Now would any of those discoveries be practical? We have no real way of knowing. It could just be some cool new stuff to put in a table, or it could lead us to understand how to control gravity in ways we never though possible; allowing us into space without expensive and dangerous rockets.

This reminds me of the shitty Forbs article that discouraged people from doing their own research and thinking for themselves.

Maybe she has a point in that we're wasting a lot of money on particle accelerators, when we could be pumping more money into things like ITER or other hard physics questions that can solve our energy problems or other practical things. But I get the feeling she's just bitter about academia and is just taking it out on her own field. She might even have a point, but this article is just a terrible argument for it.

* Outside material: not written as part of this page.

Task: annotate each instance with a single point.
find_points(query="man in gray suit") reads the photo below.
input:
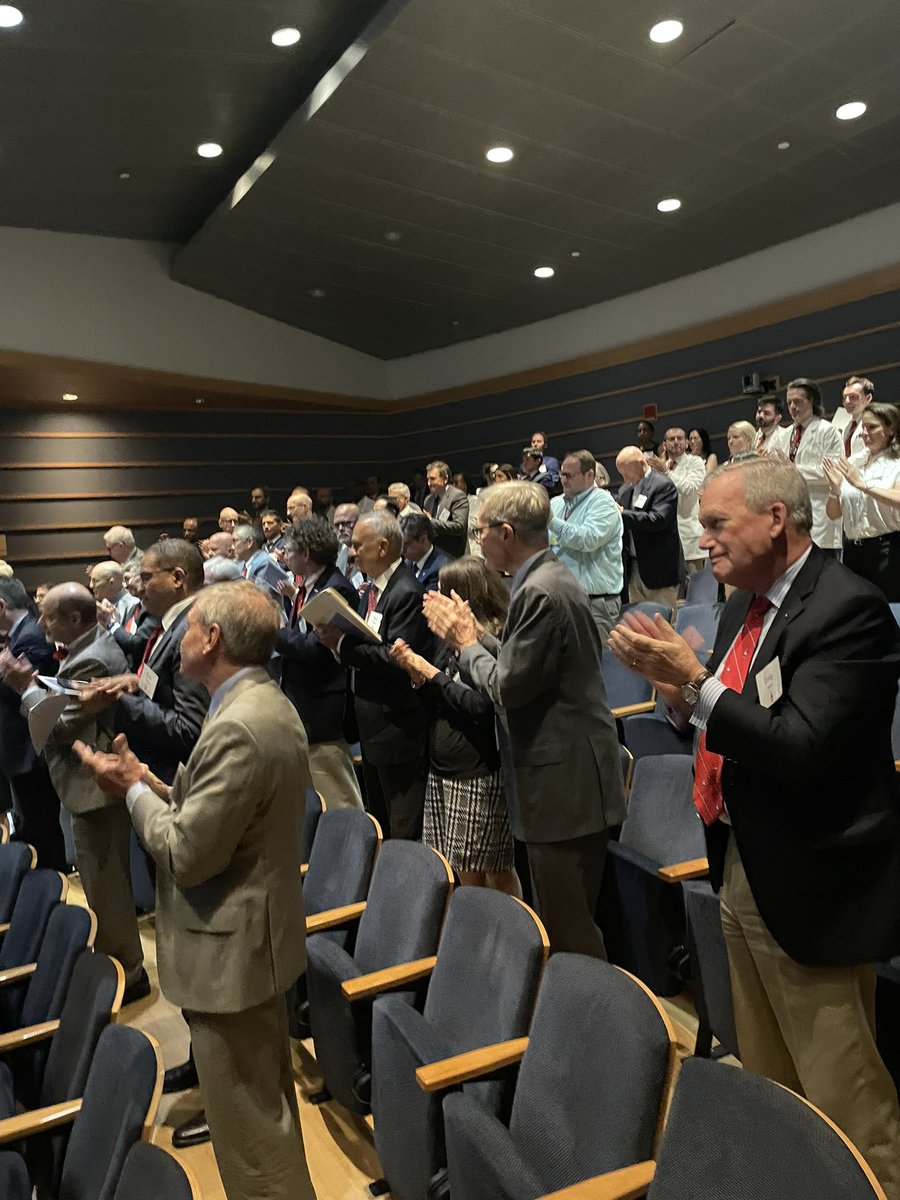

[–] smallpond [OP] -1 points (+0|-1)

That forbes articles makes an important point that more people need to try to understand:

The reason is simple: most of us, even those of us who are scientists ourselves, lack the relevant scientific expertise needed to adequately evaluate that research on our own. In our own fields, we are aware of the full suite of data, of how those puzzle pieces fit together, and what the frontiers of our knowledge is. When laypersons espouse opinions on those matters, it’s immediately clear to us where the gaps in their understanding are and where they’ve misled themselves in their reasoning. When they take up the arguments of a contrarian scientist, we recognize what they’re overlooking, misinterpreting, or omitting. Unless we start valuing the actual expertise that legitimate experts have spent lifetimes developing, “doing our own research” could lead to immeasurable, unnecessary suffering.

The majority of people simply don't have the training to evaluate scientific material, not just out of their own occupation, but in any field at all. Encouraging Dunning--Kruger syndrome among the hopeless is something vested interests use to manipulate public opinion.